A very common way of implementing linear hashing is using the modulo operation on the hash value, adopting the number of database instances as the divisor. This strategy also splits the data evenly between all the instances.
Database instance | Maps to mod value |
Instance A | 0 |
Instance B | 1 |
Instance C | 2 |
Input | Hash value | Mod value (mod 3) | Database |
"key_1" | 22 | 1 | Instance B |
"key_2" | 894 | 0 | Instance A |
"key_3" | 380 | 2 | Instance C |
"key_4" | 643 | 1 | Instance B |
However, adding or removing instances will change the modulo divisor, so now any ID can potentially generate a different mod value than the previous function.
To ensure that every record is saved on the database instance corresponding to it's new mod value, it is necessary to recalculate the mod value of every ID inside the database. If the new value is different than the previous one, the record need be moved to another database instance.
Input | Hash value | Old distribution (mod 3) | New distribution (mod 4) | Move data? |
"key_1" | 22 | 1 = Instance B | 2 = Instance C | Yes |
"key_2" | 894 | 0 = Instance A | 2 = Instance C | Yes |
"key_3" | 380 | 2 = Instance C | 0 = Instance A | Yes |
"key_4" | 643 | 1 = Instance B | 3 = Instance D | Yes |
Considering a properly balanced database, changing the divisor requires moving at least 50% entire database, affecting all the database instances, regardless by much the divisor increased or decreased. On the worst cases, the amount of records that would need to be moved can be close to 100% of the entire database.

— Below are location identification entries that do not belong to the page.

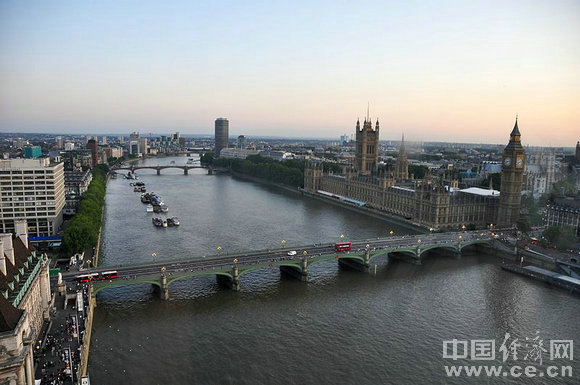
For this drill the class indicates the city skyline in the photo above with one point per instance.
(444, 72)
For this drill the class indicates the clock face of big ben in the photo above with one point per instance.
(519, 161)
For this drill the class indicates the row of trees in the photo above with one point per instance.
(82, 231)
(563, 237)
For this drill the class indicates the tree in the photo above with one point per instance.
(563, 237)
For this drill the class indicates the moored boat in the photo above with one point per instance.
(173, 221)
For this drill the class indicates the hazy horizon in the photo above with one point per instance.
(451, 71)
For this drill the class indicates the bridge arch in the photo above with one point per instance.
(124, 282)
(452, 247)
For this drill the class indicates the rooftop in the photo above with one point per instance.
(480, 191)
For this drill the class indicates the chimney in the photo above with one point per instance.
(2, 259)
(6, 240)
(21, 229)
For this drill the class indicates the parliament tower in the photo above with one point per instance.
(367, 147)
(512, 173)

As exemplified on a scenario with three database instances:
Current instance count | Change | Result instance count | % of records moved |
3 | Remove 2 instances | 1 | 66.6% |
3 | Remove 1 instance | 2 | 66.6% |
3 | Add 1 instance | 4 | 75.0% |
3 | Add 2 instances | 5 | 80.0% |
3 | Add 3 instances | 6 | 50.0% |
3 | Add 4 instances | 7 | 85.7% |
On a real-world scenario, if a database instance A is overloaded, adding a new instance would require moving around records from all the database, not only instance A, which not only is unoptimized, but makes database availability much harder to manage.
Projecting the outcome is also much harder. There's a possibility that after the data migration, one instance end up with most of the high-request records, potentially becoming more overloaded than the previous hotspot.
Dynamic table mitigates most problems
Using a dynamic table allows to rearrange only specific hash ranges. There's much more control on how many records would need to be analyzed and rellocated, and how many databases instances will be affected at a time.
On the scenario where an instance is overloaded, even if the range is badly chosen and doesn't alleviate a hotspot, there's no risk of increasing the workload of the instance.